Sekitar 18 persen penduduk Kosta Rika, negara dengan sekitar lima juta penduduk, hidup sebagai penyandang disabilitas. Individu-individu ini menghadapi kesulitan dalam mengakses pendidikan, pekerjaan dan ruang publik.

Diantara disabilitas tersebut adalah gangguan penglihatan. Sebagai seorang remaja berusia 23 tahun yang mengidap penyakit mata yang disebut keratoconus, yang menyebabkan kehilangan penglihatan, saya tertarik pada bagaimana kaum muda tunanetra menjalani kehidupan sehari-hari sambil mengejar impian dan berupaya mencapai tujuan mereka.

Saya memutuskan untuk fokus pada “jalur tak terlihat” atau “jalur tak terlihat” ini dalam esai foto saya untuk Safe Photography Project, yang dijalankan oleh lembaga pemuda internasional Restless Development, dan bagian dari kampanye global untuk mengakhiri kekerasan terhadap anak. Proyek ini merekrut 10 fotografer muda dari seluruh dunia untuk mengkaji apa arti “aman” bagi mereka.

Bagi saya, kurangnya aksesibilitas menandakan kurangnya empati dan merupakan bentuk kekerasan yang mendorong pengucilan. Dalam esai foto saya, saya ingin menggambarkan tantangan dan keberanian dua subjek tunanetra, Camila dan Luis, keduanya berusia 13 tahun, saat mereka beradaptasi dengan dunia untuk menjadi mandiri. Kuncinya adalah dukungan dari teman dan keluarga yang memberikan rasa aman, sehingga memungkinkan kedua remaja untuk tumbuh dan berkembang tanpa takut disalahpahami atau ditolak.

Kami bertemu Camila Valverde Gonzales yang didiagnosis menderita mikroftalmia dan katarak bilateral ketika dia berusia dua bulan dan menjalani beberapa operasi sebelum menginjak usia satu tahun. Pada usia sembilan tahun, dia kehilangan sebagian besar penglihatan di mata kanannya dan terpaksa melakukan perubahan dalam kehidupan sehari-harinya, seperti memperbesar ukuran font di iPad dan ponselnya serta meningkatkan pencahayaan di rumah agar bisa mandiri. mungkin.

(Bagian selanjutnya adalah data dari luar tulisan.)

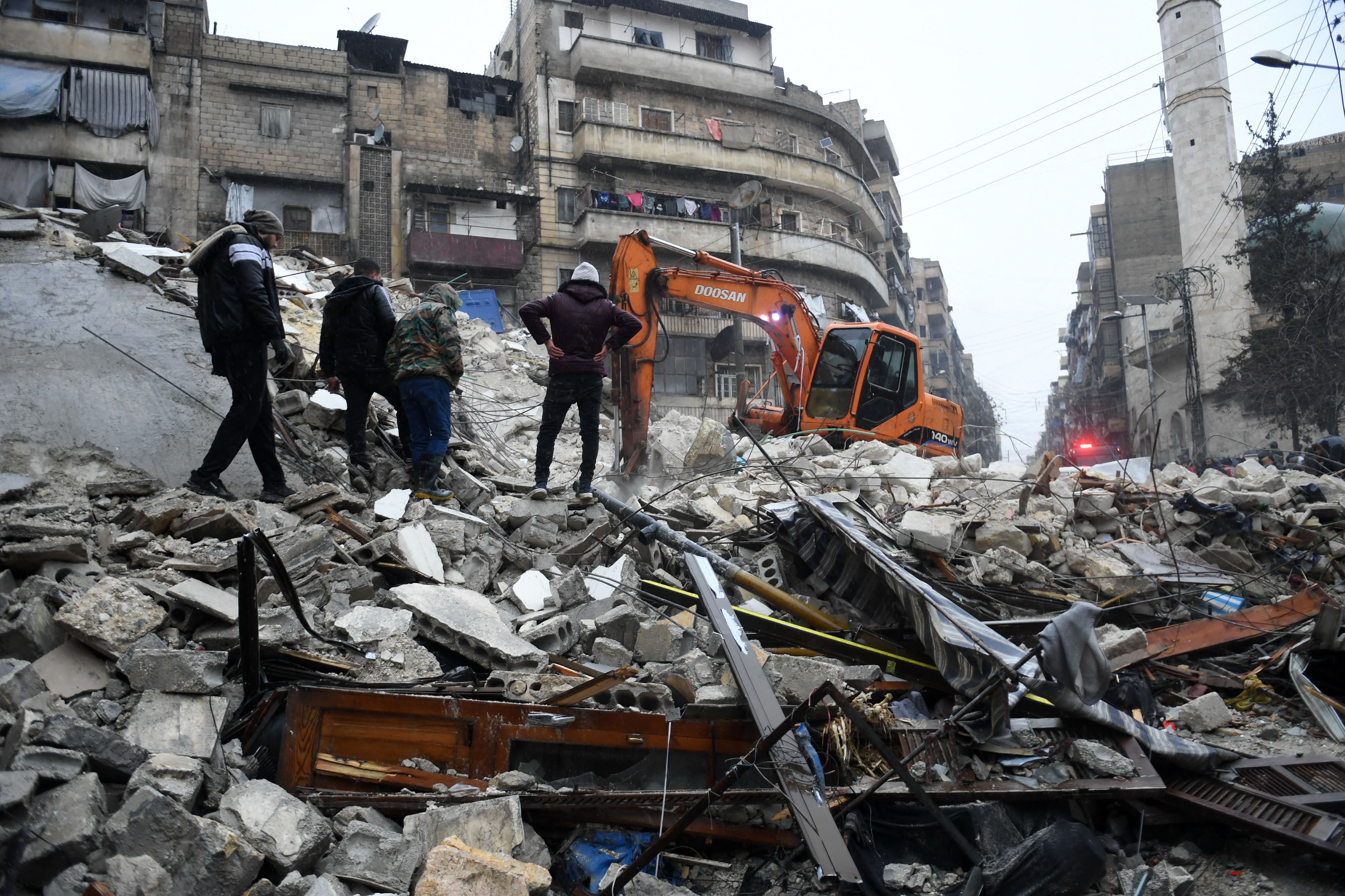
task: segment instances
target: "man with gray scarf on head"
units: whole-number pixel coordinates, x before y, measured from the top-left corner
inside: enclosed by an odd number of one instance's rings
[[[285,228],[269,211],[254,208],[241,224],[229,224],[198,246],[187,259],[198,278],[196,321],[210,352],[211,372],[229,380],[233,403],[219,423],[200,466],[184,484],[198,494],[235,501],[221,481],[243,443],[261,473],[260,500],[280,504],[295,490],[276,457],[276,433],[266,388],[266,347],[280,364],[289,360],[280,318],[276,270],[270,250]]]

Luis Diego Espinoza Cedeño dilahirkan dengan penglihatan terbatas karena albinisme mata, nistagmus dan strabismus, meskipun orang tuanya awalnya diberitahu bahwa dia buta sejak lahir. Pada usia satu tahun, Luis harus mulai memakai kacamata untuk melindungi matanya. Ia menghabiskan lima tahun pertamanya di sekolah untuk anak-anak penyandang disabilitas dan kemudian berhasil masuk ke sekolah reguler.

“Saat remaja, Luis Diego berkembang seperti orang lainnya. Anak saya sangat disiplin, tahu cara memasak dan mengerjakan tugas sehari-hari, bermain sepak bola, mengendarai sepeda, menggambar dengan sangat baik. Dia tipe anak laki-laki yang mudah frustrasi ketika dia tidak bisa melakukan sesuatu,” kata ibunya, Andrea Cedeño Suárez.

Dalam esai ini, saya menggunakan teknik fotografi tertentu untuk menggambarkan sudut pandang Camila dan Luis. Close-up yang ekstrim memberi pemirsa gambaran mendalam tentang subjeknya, sementara eksposur panjang menyampaikan bagaimana ia melihat sekelilingnya.

Melalui foto-foto ini, saya ingin pemirsa memasuki dunia yang dapat dianggap sebagai keterbatasan, namun juga merupakan sumber kekuatan. Setiap gambar merupakan gambaran ketahanan, adaptasi, dan pertumbuhan pribadi, mengundang pemirsa untuk merenungkan apa arti gangguan penglihatan selain disabilitas.